“Mario Biondo non si è suicidato, è stato ucciso”

Nuovo esposto dei genitori alla Procura di Palermo affinché in Spagna proseguano le indagini sul caso.

E’ quanto afferma la criminologa Roberta Bruzzone. Incaricata dalla famiglia ad investigare sul decesso del 30enne cameraman palermitano, trovato morto impiccato il 30 maggio 2013 nella casa in cui viveva assieme alla moglie Raquel Sanchez Silva, a Madrid.

”Ci sono molte cose che non ci convincono affatto, a cominciare dal ritrovamento del cadavere – sostiene la Bruzzone –  Gli orari non sono compatibili”

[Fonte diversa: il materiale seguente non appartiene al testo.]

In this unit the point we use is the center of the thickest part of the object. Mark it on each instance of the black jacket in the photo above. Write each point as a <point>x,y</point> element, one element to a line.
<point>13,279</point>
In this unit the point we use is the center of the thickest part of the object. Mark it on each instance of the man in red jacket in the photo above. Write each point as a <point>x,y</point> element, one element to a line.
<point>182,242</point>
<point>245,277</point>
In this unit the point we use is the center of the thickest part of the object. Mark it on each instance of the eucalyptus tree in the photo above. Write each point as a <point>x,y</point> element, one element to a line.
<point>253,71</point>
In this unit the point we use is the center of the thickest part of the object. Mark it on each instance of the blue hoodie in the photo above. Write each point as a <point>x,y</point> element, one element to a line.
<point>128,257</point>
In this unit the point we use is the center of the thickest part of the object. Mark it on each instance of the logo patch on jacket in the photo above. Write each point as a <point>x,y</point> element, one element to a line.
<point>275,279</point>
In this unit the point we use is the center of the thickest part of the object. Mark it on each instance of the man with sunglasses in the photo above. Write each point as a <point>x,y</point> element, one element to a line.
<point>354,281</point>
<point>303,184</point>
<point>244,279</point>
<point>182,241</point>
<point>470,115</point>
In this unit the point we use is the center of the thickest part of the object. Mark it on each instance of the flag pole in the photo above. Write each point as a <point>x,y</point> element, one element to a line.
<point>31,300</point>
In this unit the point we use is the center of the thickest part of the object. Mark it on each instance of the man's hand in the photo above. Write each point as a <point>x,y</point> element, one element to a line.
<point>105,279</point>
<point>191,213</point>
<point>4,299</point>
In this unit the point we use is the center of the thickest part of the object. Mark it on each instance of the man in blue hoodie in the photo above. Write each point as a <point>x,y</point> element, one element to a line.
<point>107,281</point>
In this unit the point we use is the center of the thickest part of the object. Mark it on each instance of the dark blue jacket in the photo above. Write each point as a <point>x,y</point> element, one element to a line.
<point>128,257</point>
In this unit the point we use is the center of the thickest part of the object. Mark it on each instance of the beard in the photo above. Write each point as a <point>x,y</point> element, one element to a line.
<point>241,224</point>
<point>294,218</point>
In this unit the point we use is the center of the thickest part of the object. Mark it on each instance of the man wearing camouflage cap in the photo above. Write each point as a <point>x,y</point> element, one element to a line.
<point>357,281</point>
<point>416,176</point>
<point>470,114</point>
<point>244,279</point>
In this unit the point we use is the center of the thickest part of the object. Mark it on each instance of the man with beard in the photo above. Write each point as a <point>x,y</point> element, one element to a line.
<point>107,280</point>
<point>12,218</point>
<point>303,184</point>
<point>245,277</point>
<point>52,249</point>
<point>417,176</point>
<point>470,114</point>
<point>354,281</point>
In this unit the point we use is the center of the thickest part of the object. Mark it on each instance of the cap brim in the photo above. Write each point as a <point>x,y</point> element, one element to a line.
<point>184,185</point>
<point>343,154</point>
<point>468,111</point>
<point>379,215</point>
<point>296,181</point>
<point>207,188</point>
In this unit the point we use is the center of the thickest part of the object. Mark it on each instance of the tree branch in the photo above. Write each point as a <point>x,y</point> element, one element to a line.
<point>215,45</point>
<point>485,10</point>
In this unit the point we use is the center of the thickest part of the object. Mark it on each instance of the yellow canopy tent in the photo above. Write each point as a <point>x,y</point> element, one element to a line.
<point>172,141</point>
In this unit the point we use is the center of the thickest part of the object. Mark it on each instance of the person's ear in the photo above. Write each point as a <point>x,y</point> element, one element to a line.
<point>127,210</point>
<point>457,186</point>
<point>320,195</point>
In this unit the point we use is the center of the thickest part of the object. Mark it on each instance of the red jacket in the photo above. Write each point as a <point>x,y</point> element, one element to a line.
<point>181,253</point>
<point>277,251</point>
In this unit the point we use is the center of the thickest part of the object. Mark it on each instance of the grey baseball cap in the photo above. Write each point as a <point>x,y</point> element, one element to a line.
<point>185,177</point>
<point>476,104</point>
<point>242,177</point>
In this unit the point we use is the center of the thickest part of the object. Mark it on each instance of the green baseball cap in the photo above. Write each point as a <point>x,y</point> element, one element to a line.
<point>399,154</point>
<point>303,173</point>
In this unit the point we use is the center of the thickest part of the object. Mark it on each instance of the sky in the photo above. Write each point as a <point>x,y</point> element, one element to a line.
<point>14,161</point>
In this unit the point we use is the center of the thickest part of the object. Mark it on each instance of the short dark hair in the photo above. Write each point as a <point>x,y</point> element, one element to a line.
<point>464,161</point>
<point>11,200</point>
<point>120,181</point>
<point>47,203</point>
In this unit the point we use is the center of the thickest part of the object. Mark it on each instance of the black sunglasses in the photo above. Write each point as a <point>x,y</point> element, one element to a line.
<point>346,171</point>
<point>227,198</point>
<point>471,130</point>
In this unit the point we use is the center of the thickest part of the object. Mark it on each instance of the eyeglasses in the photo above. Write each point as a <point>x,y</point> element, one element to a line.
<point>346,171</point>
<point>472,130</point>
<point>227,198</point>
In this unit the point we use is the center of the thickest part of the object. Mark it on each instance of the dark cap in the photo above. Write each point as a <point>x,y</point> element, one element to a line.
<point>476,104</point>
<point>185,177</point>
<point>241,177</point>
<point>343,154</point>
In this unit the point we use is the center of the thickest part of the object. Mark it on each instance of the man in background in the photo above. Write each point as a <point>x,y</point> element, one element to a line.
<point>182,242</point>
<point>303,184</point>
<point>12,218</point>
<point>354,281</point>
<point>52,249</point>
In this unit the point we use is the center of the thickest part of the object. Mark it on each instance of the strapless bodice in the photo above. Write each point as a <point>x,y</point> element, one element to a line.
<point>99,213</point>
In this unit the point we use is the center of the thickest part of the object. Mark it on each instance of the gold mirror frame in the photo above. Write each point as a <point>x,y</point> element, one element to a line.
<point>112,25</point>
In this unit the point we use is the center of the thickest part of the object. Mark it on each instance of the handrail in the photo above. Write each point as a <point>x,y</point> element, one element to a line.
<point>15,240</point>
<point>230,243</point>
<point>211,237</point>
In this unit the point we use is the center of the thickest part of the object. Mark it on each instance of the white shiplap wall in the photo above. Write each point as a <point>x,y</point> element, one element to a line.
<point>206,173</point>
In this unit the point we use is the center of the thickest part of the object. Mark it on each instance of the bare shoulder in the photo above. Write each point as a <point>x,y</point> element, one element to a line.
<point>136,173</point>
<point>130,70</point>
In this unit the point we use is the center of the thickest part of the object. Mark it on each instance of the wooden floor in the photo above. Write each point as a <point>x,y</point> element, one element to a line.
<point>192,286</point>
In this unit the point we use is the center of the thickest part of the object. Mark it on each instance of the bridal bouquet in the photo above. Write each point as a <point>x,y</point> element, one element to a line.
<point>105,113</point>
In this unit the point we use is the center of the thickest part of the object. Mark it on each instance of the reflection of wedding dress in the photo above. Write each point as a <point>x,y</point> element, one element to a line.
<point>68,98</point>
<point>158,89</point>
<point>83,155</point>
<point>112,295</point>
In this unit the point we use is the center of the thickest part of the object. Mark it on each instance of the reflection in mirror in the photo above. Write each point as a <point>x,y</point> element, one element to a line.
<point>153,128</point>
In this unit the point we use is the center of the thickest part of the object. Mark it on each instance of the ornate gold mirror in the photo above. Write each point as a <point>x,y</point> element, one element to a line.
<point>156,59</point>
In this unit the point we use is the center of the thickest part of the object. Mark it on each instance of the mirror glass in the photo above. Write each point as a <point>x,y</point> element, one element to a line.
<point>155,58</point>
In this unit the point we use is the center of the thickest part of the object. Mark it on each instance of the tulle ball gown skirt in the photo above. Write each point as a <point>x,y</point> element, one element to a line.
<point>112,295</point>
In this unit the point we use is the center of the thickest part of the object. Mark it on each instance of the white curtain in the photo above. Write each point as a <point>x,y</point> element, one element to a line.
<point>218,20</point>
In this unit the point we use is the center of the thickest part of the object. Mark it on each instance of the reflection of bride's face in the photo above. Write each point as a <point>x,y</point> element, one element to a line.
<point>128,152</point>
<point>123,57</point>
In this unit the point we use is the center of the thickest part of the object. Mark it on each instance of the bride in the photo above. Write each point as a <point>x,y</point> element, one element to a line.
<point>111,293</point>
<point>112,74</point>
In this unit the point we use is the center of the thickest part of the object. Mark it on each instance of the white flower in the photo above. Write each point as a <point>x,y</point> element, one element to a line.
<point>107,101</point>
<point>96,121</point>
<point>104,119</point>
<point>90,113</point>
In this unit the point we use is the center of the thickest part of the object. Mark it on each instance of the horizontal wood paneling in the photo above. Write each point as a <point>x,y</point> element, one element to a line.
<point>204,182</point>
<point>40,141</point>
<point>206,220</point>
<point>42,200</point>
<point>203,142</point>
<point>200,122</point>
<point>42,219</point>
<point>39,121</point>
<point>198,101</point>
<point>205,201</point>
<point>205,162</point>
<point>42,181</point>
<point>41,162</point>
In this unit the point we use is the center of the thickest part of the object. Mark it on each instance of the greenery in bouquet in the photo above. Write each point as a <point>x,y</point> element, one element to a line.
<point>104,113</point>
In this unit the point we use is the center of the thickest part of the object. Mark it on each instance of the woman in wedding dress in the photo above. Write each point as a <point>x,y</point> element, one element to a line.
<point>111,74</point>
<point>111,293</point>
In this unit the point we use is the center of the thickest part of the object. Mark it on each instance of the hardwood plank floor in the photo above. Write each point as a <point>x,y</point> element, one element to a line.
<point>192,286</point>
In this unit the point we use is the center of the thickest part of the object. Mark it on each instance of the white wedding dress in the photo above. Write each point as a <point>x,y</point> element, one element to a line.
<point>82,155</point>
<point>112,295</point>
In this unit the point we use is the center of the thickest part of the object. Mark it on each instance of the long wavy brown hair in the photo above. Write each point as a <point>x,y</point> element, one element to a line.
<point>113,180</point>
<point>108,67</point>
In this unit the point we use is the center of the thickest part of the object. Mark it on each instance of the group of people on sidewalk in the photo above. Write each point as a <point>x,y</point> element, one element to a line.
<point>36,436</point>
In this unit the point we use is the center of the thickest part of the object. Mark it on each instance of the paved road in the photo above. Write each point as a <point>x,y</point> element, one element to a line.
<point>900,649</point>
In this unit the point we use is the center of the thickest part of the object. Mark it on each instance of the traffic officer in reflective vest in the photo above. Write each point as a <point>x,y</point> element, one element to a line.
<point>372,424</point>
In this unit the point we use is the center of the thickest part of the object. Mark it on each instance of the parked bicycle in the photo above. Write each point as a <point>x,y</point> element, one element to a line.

“Ci sono tanti elementi che convergono facendoci propendere per l’omicidio. Gli esiti dell’autopsia, oltretutto, conservano tutta una serie di criticità da sciogliere. Ci sono elementi che fanno credere in un omicidio, un omicidio violento commesso attraverso una meccanica lesiva che ha lasciato ampi riscontri sul corpo di Mario. Tra gli elementi più importanti che confermano la nostra tesi, il doppio solco sul collo, non compatibile con un impiccamento volontario, e la presenza di urina ancora nella vescica. A chi hanno prelevato il campione di urine secondo il quale Mario avrebbe assunto alcol e stupefacenti?”

Intervenuta recentemente ad una conferenza stampa a Palermo, insieme all’avvocato Toni Palazzotto, presso lo studio legale dell’avvocato Carmelita Morreale, uno dei legali della famiglia Biondo, la Bruzzone ha dichiarato che “sarebbero stati attuati una serie di depistaggi mirati a camuffare l’omicidio con un finto suicidio”.

I genitori di Mario hanno presentato un nuovo esposto alla Procura di Palermo, chiedendo una seconda rogatoria internazionale affinché in Spagna proseguano le indagini sul caso.

“Se accoglieranno la nostra richiesta, a breve potremmo avere qualche indagato” ha concluso la Bruzzone.